What were the circumstances that led to Adam Dunn pitching? Well ...
- The White Sox fell behind 3-0 in the time it took to read "the White Sox fell behind 3-0." John Danks had nothing from the get-go, and was knocked out after giving up four homers over 4⅔ innings. The other numbers in his line were ugly, too (eight hits, nine runs, five walks).
- Colby Lewis was never challenged during his six-hit shutout. He gave up a few deepish fly balls, but only one White Sox reached third base all night, and that was with two outs.

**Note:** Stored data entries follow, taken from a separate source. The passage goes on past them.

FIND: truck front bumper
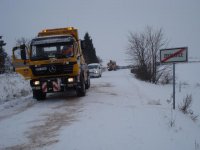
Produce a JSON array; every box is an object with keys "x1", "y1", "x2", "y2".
[{"x1": 31, "y1": 76, "x2": 78, "y2": 93}]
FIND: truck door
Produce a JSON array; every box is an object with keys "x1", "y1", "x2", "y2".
[{"x1": 12, "y1": 46, "x2": 32, "y2": 79}]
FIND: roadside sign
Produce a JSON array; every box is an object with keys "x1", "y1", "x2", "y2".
[
  {"x1": 160, "y1": 47, "x2": 188, "y2": 110},
  {"x1": 160, "y1": 47, "x2": 188, "y2": 63}
]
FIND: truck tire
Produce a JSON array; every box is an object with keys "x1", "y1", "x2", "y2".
[
  {"x1": 33, "y1": 90, "x2": 46, "y2": 101},
  {"x1": 85, "y1": 75, "x2": 90, "y2": 89},
  {"x1": 76, "y1": 76, "x2": 86, "y2": 97}
]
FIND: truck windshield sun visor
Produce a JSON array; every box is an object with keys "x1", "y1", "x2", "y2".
[{"x1": 31, "y1": 36, "x2": 74, "y2": 45}]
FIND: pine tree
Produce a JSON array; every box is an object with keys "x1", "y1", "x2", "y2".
[
  {"x1": 83, "y1": 33, "x2": 99, "y2": 64},
  {"x1": 0, "y1": 36, "x2": 7, "y2": 74}
]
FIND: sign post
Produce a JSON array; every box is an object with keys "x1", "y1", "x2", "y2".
[
  {"x1": 173, "y1": 63, "x2": 175, "y2": 109},
  {"x1": 160, "y1": 47, "x2": 188, "y2": 109}
]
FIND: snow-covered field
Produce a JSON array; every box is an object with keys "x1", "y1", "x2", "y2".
[{"x1": 0, "y1": 63, "x2": 200, "y2": 150}]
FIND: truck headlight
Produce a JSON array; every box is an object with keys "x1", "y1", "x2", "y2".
[
  {"x1": 68, "y1": 78, "x2": 74, "y2": 83},
  {"x1": 34, "y1": 81, "x2": 40, "y2": 85}
]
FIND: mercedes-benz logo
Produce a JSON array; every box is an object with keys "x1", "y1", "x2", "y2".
[{"x1": 49, "y1": 65, "x2": 56, "y2": 73}]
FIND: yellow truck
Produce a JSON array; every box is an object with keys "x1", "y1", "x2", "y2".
[
  {"x1": 12, "y1": 27, "x2": 90, "y2": 100},
  {"x1": 107, "y1": 60, "x2": 117, "y2": 71}
]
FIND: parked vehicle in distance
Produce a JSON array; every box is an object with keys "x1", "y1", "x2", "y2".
[{"x1": 88, "y1": 63, "x2": 102, "y2": 78}]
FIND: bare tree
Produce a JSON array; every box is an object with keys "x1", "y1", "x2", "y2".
[{"x1": 127, "y1": 26, "x2": 169, "y2": 84}]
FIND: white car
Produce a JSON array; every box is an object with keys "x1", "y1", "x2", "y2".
[{"x1": 88, "y1": 63, "x2": 102, "y2": 78}]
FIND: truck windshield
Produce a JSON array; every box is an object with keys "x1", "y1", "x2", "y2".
[{"x1": 30, "y1": 36, "x2": 74, "y2": 60}]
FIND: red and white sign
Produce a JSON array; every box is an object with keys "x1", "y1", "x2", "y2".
[
  {"x1": 52, "y1": 81, "x2": 60, "y2": 92},
  {"x1": 42, "y1": 82, "x2": 47, "y2": 93},
  {"x1": 160, "y1": 47, "x2": 188, "y2": 63},
  {"x1": 42, "y1": 78, "x2": 61, "y2": 93}
]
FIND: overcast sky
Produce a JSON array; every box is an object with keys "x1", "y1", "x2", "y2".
[{"x1": 0, "y1": 0, "x2": 199, "y2": 65}]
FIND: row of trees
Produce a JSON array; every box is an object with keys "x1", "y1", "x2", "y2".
[
  {"x1": 0, "y1": 36, "x2": 8, "y2": 74},
  {"x1": 127, "y1": 26, "x2": 171, "y2": 84}
]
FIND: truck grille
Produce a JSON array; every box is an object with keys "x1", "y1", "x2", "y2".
[{"x1": 30, "y1": 63, "x2": 75, "y2": 76}]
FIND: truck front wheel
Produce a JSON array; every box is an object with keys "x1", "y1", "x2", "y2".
[
  {"x1": 33, "y1": 90, "x2": 46, "y2": 101},
  {"x1": 85, "y1": 75, "x2": 90, "y2": 89},
  {"x1": 76, "y1": 76, "x2": 86, "y2": 97}
]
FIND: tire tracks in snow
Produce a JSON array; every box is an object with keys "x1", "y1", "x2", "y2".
[{"x1": 4, "y1": 94, "x2": 84, "y2": 150}]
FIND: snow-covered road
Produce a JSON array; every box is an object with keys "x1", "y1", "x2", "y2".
[{"x1": 0, "y1": 69, "x2": 200, "y2": 150}]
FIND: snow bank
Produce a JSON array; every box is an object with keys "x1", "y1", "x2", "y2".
[
  {"x1": 0, "y1": 73, "x2": 32, "y2": 104},
  {"x1": 176, "y1": 62, "x2": 200, "y2": 85}
]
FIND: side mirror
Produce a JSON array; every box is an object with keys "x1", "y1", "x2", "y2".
[
  {"x1": 21, "y1": 49, "x2": 26, "y2": 60},
  {"x1": 19, "y1": 44, "x2": 27, "y2": 61}
]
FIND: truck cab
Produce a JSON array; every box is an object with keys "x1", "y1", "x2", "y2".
[{"x1": 12, "y1": 27, "x2": 90, "y2": 100}]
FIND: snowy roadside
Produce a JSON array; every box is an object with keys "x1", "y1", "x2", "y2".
[
  {"x1": 0, "y1": 73, "x2": 32, "y2": 104},
  {"x1": 0, "y1": 73, "x2": 35, "y2": 120}
]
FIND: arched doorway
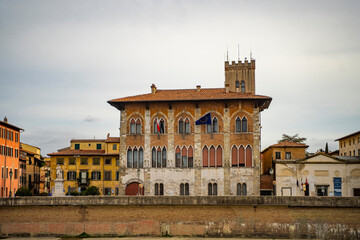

- The bullpen picked up where it left off, failing to post a zero in any of the four innings it pitched. The Rangers batted around for the second time on Andre Rienzo, who allowed four runs via BABIP and a wild-pitch third strike with Adrian Nieto catching.
So that's why Adam Dunn pitched, and the changeup artist had never been cheered that loudly in his entire White Sox career. But even he couldn't escape unscathed, giving up an infield single (originally scored an error on Alexei Ramirez), a walk, and a line-drive single to center to tarnish his ERA.
At least Robin Ventura gave those watching a reason to stick it out until the end. To put a new spin on an old Von Joshua quote, position players pitching proves you can indeed make chicken salad out of chicken poo-poo.
Adam Dunn, scoreboard. pic.twitter.com/UWHfr0DF33
— Amanda Kaschube (@amandakaschube) August 6, 2014
Bullet points:
*Adam Eaton went 0-for-4, so his hitting streak died at 11 games.
*Maikel Cleto gave up a homer to Shin-Soo Choo in his return to the big leagues, but he retired the other four batters he faced, and one by strikeout. That counts as a successful appearance for a White Sox reliever these days.